An Initial Exploration of Electricity Price Forecasting

One month ago, I decided to perform some exploration on the problem electricity price forecasting to get some knowledge in electricity market and sharpen skills in data management and modeling. This post will describe what I have done and achieved in this project, from problem definition, literature review, data collection, data exploration, feature creation, model implementation, model evaluation, and result discussion. Feature engineering and Spark are two skills I aim to gain and improve in this project.  

The price of a commodity in a market influences the behaviors of all market participants from suppliers to consumers. So knowledge about the future price plays a determinant role on selling and buying decisions for suppliers to make profits and for consumers to save cost.

Electricity is the commodity in the electricity market. In deregulated electricity market, generating companies (GENCOs) submit production bids one day ahead. When GENCOs decide the bids, both electricity load and price for the coming day are not known. So those decisions rely on the forecasting of electricity load and price. Electricity load forecasting has moved to an advanced stage both in the industry and academic with low enough prediction error, while electricity price forecasting is not as mature as electricity load forecasting in the respect of tools and algorithms. That is because the components of electricity price are more complicated than electricity load. 

1. Literature Review

"If I have been able to see further, it was only because I stood on the shoulder of giants." -- Newton

The review paper (Electricity Price Forecasting in Deregulated Markets: A Review and Evaluation) has been mainly referred to. In this paper, both price-influencing factors and models are summarized. 

2. Exploratory Data Analysis

The locational based marginal price (LBMP) in day ahead market provided by New York Independent System Operator (ISO) is used. Because of computational resource limitation, this project is only to forecast the price of "WEST" zone for the coming day.

"Some machine learning projects succeed and some fail. What makes the difference? Easily the most important factor is the features used."   -- Pedro Domingos in "A Few Things to Know about Machine Learning"

Based on the scatter plot and correlation coefficient, the following variables are used as model inputs. 

- Marginal cost losses

- The square of marginal cost losses

- Marginal cost congestion

- The square of marginal cost congestion

- The average price in the past 1 day

- The average price in the past 7 days

- The average price in the past 28 days

- The average price in the past 364 days

- The standard deviation of price in the past 1 day

- The standard deviation of price in the past 7 days

- The standard deviation of price in the past 28 days

- The standard deviation of price in the past 364 days

- The ratio of average price in the past 1 day over average price in the past 7 days

- The ratio of average price in the past 7 days over average price in the past 364 days

- The ratio of average price in the past 28 days over average price in the past 364 days

- The ratio of  standard deviation in the past 1 day over standard deviation in the past 7 days

- The ratio of standard deviation in the past 7 days over standard deviation in the past 364 days

- The ratio of standard deviation in the past 28 days over standard deviation in the past 364 days

- The year 

3. Model Development

The linear regression is used as the initial model for exploration. 

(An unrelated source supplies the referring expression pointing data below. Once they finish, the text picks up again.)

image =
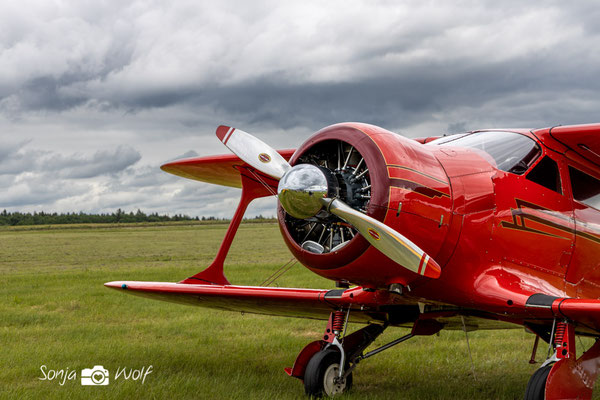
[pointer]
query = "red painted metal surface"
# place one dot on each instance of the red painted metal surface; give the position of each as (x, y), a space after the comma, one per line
(574, 379)
(220, 170)
(500, 238)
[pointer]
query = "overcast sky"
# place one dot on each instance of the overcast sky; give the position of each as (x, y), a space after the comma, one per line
(96, 95)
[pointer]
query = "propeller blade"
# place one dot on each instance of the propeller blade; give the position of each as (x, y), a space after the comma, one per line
(253, 151)
(385, 239)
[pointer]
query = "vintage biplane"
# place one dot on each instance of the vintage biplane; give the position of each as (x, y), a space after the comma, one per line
(481, 230)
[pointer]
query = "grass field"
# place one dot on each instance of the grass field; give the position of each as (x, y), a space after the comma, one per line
(55, 311)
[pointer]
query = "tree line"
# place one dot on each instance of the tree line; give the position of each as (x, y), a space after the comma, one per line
(119, 216)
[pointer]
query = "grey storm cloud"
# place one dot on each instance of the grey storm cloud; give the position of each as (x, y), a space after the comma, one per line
(96, 95)
(102, 162)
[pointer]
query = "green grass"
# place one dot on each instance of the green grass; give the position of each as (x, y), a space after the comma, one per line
(55, 311)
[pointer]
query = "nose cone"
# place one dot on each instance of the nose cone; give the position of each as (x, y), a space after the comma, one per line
(301, 189)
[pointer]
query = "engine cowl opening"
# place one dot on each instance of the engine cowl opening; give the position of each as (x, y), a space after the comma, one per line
(325, 233)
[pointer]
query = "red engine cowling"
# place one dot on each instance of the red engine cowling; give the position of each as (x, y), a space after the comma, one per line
(391, 178)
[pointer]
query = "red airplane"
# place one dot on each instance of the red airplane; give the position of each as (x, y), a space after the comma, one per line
(486, 229)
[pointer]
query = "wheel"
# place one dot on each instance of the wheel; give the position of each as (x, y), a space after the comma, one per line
(320, 377)
(536, 387)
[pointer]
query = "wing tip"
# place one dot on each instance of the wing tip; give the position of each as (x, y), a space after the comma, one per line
(432, 269)
(222, 131)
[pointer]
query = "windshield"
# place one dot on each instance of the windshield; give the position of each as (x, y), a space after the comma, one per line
(512, 152)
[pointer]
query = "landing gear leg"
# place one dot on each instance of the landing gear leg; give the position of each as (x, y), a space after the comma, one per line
(563, 376)
(326, 365)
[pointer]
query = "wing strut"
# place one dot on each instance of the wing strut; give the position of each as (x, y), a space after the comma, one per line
(252, 188)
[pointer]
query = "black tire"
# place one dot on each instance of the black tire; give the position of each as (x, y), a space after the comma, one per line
(536, 388)
(318, 375)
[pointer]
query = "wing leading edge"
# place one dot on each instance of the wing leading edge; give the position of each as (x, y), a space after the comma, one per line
(289, 302)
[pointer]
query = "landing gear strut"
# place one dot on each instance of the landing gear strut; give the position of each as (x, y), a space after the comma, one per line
(322, 375)
(326, 365)
(564, 376)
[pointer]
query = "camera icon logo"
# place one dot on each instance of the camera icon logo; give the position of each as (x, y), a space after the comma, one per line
(96, 376)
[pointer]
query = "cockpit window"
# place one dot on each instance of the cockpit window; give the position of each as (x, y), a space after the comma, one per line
(512, 152)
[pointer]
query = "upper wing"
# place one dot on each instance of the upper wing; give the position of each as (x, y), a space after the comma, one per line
(220, 170)
(583, 139)
(585, 313)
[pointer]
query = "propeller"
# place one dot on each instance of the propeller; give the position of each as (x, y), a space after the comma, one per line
(305, 189)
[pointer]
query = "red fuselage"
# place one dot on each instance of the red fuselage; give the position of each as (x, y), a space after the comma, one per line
(490, 230)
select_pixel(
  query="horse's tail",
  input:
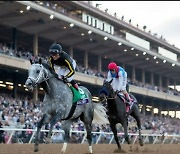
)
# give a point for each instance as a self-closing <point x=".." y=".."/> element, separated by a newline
<point x="100" y="116"/>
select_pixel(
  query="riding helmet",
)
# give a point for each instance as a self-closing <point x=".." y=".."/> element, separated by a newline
<point x="55" y="48"/>
<point x="112" y="66"/>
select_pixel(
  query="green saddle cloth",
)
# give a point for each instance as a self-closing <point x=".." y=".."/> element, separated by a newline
<point x="78" y="95"/>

4. Result Presentation and Analysis 

The mean absolute percentage error (MAPE) is used as the performance error. The MAPE is currently around 53%, which is high. The solution can be improved in the following respects.

• Create more efficient input variables, like electricity load. The electricity load data in New York ISO is provided in 5-minute interval. Those data has been retrieved, but is under manipulation process, like imputing missing value and aggregating to hour-level. 
• Use other models like neural network. 

The code developed for this project can be found here. The computation was tried on Spark system. And feature engineering was paid especial attention to in this project. There are still a lot to do in this project in order to improve forecasting accuracy. I will try to continue this topic if I get enough time and energy.